Booboobedooo · 09/07/2024 16:56

VeterinaryCareAssistant · 09/07/2024 16:47

I'm on £11.44 per hour so yes £15 would be good. My fellow VCAs, receptionists and admin assistants were supposed to get 3% on top but the veterinary nurses complained that it took us too close to what they got paid (£13 I think).

I mean… I get why it’s irksome but it’s mad really that they’ve done this as it literally makes no material difference to them (and presumably would have provided leverage for an increase themselves). As long as someone else gets substantially less they’re happy?!

I feel like this kind of attitude is post-2010 Britain all over…!

Booboobedooo · 09/07/2024 16:58

Melisha · 09/07/2024 16:39

Interesting to see £30k described as a high wage when MN is normally full of people saying £120k is not that high a wage.

Rrrriiiigggghhhht?!

OP posts:
Tryingtokeepgoing · 09/07/2024 17:04

Of that half, how many earn £15 or more per hour once you take into account in-work benefits I wonder?

Maverickess · 09/07/2024 17:06

Mrsttcno1 · 09/07/2024 13:49

That’s simple and here’s an example:

Tesco’s

1 CEO
320,000 employees (roughly)

Lets say 250,000 of those are on NMW. You raise NMW to £15, so a £3 per hour increase.

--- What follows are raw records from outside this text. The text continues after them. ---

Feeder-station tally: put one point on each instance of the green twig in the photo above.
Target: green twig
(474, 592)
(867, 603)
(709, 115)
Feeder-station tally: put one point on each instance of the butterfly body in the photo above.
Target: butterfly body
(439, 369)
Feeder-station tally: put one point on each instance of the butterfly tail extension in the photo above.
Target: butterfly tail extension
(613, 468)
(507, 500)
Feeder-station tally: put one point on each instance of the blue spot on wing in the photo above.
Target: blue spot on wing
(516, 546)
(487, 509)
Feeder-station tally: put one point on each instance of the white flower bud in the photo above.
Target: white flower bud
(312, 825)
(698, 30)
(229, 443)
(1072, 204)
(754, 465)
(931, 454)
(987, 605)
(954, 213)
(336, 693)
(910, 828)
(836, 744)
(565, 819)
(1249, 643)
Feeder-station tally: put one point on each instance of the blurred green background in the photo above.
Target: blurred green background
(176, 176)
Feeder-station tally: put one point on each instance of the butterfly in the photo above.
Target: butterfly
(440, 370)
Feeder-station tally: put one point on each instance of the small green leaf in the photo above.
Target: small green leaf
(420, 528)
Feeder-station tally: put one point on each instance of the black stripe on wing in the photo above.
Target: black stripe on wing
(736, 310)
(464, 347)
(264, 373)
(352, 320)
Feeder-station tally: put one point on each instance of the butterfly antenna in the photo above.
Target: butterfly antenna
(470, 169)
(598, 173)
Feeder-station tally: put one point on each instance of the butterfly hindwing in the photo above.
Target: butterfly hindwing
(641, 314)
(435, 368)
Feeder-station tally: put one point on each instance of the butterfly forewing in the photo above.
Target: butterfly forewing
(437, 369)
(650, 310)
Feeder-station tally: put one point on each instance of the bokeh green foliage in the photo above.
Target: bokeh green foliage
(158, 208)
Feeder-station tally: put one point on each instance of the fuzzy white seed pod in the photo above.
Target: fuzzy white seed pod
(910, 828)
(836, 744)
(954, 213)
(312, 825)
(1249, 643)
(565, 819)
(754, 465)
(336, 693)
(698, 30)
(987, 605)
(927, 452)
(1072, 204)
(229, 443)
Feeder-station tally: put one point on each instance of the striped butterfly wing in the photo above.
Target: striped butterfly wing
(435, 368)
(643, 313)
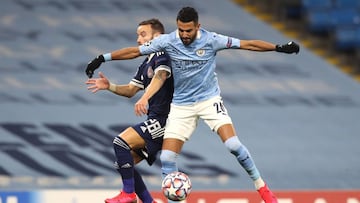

250,000 people earning £3 more per hour, for 8 hour shifts, 5 days a week = £30,000,000

That’s £30 million more for 1 year. The CEO would need a hell of a pay rise to match that.

Well considering an article from the BBC in April had the Tesco boss talking about the £2.3bn, up from £882m, pre tax profit, I think they can afford the £30m to increase the wages of the nmw staff, and still not cut into an increased profit significantly. Even doubling that figure to take account of scaling up other wage increases still leaves an increased profit of £812m.

Instead the tax payer is supporting many of their nmw workers instead and Tesco get to pocket another £30m in profit.

GG1986 · 09/07/2024 17:14

I earn just under £15 per hour as a nurse, so the NHS would need to dramatically increase pay if the NMW was increased to £15 per hour. Why should a trained professional earn the same as a till worker at b&m with no qualifications?

GG1986 · 09/07/2024 17:16

Also I would be changing my career and leaving the medical profession if I could earn the same working at a till in B&M as I do in nursing!

Booboobedooo · 09/07/2024 17:19

GG1986 · 09/07/2024 17:14

I earn just under £15 per hour as a nurse, so the NHS would need to dramatically increase pay if the NMW was increased to £15 per hour. Why should a trained professional earn the same as a till worker at b&m with no qualifications?

Well yeah – so maybe there would be pressure to increase wages to attract workers.